Baltasar heißt eine neue Sportwagenmarke aus Spanien, deren erstes Modell Revolt mit außergewöhnlichen Eckdaten beeindruckt. So müssen bei dem Oben-ohne-Zweisitzer 373 kW/507 PS und 1.000 Newtonmeter lediglich 770 Kilogramm anschieben. Trotz dieser Extreme ist das Rennsportgerät sogar straßenzugelassen.

Statt von einer von Cosworth scharfgemachten Zweiliter-Ford-Maschine sorgen im Revolt zwei elektrische Motoren für Vortrieb. Beide in der Fahrzeugmitte positionierten Aggregate können unabhängig je ein Rad an der Hinterachse antreiben. Entsprechend erlaubt der Antrieb auch Torque Vectoring. Die 100er-Marke soll unter idealen Bedingungen nach 2,5 Sekunden fallen.

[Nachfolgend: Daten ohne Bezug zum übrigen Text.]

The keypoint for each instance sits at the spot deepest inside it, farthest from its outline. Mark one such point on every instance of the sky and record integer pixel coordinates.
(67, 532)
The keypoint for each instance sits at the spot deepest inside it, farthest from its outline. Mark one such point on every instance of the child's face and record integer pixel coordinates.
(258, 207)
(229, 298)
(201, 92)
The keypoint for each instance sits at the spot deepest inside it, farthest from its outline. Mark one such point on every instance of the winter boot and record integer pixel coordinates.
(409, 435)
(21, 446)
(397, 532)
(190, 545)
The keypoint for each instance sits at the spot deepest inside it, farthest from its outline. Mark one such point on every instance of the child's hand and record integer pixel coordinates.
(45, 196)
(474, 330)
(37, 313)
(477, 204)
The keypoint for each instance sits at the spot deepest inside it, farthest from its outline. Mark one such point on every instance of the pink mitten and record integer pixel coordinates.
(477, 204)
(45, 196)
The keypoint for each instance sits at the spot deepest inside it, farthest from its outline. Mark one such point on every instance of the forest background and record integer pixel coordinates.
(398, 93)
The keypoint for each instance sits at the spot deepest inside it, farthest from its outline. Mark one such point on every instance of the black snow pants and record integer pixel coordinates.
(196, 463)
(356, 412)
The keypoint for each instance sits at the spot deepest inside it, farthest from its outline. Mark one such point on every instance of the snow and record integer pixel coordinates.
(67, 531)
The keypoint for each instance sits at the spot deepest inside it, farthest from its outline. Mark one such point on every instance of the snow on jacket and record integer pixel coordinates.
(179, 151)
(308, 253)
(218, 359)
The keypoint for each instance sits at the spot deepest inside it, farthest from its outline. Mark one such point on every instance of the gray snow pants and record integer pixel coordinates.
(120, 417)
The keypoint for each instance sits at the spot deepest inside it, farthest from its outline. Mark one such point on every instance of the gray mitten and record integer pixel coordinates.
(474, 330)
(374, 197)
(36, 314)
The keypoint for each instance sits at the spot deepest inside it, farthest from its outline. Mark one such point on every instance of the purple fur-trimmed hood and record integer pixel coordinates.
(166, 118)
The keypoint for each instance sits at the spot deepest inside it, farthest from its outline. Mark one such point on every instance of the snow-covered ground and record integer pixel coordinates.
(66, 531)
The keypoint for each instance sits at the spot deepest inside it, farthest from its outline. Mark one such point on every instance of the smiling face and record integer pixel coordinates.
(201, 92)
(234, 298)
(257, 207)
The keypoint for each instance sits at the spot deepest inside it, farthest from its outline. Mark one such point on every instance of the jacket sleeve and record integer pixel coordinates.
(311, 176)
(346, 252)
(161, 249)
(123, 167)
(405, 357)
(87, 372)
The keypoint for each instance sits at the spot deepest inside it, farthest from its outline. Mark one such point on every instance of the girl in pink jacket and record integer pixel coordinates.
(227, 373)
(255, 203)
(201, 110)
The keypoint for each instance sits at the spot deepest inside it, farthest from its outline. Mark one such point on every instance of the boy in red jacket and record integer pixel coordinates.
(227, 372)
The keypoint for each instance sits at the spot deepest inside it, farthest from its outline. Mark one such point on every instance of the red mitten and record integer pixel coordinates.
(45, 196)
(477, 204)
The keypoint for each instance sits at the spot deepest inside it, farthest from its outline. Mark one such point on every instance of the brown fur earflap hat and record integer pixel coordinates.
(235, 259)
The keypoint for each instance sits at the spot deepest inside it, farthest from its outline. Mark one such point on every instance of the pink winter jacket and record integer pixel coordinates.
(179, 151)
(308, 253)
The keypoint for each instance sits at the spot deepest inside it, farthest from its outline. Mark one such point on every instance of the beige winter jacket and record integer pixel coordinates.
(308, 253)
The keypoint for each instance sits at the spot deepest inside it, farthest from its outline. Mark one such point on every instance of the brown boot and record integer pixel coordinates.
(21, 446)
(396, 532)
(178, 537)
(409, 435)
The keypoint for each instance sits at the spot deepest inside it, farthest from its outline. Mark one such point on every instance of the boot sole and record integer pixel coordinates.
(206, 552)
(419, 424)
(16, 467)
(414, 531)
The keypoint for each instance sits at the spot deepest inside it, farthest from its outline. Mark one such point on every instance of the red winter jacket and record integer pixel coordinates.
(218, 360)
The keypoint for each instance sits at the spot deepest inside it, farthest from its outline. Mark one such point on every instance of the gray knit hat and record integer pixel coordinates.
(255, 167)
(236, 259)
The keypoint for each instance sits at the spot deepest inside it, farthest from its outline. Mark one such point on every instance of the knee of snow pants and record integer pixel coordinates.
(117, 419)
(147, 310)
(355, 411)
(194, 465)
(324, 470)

Über die Kapazität der Batterie macht Baltasar keine Angaben, doch laut WLTP-Messung soll die Carbon-Flunder mehr als 600 Kilometer Reichweite ermöglichen. Wird hingegen der Revolt ambitioniert über eine Rennstrecke gescheucht, reicht der Stromspeicher für rund 40 Minuten. Das 700-Volt-Antriebssystem ermöglicht schnelles Laden. Strom für 100 Kilometer fließt unter idealen Bedingungen in fünf Minuten in die Akkus.

Im nächsten Jahr sollen ersten Revolt an Kunden gehen. Inklusive Mehrwertsteuer kostet er in Deutschland rund 275.000 Euro.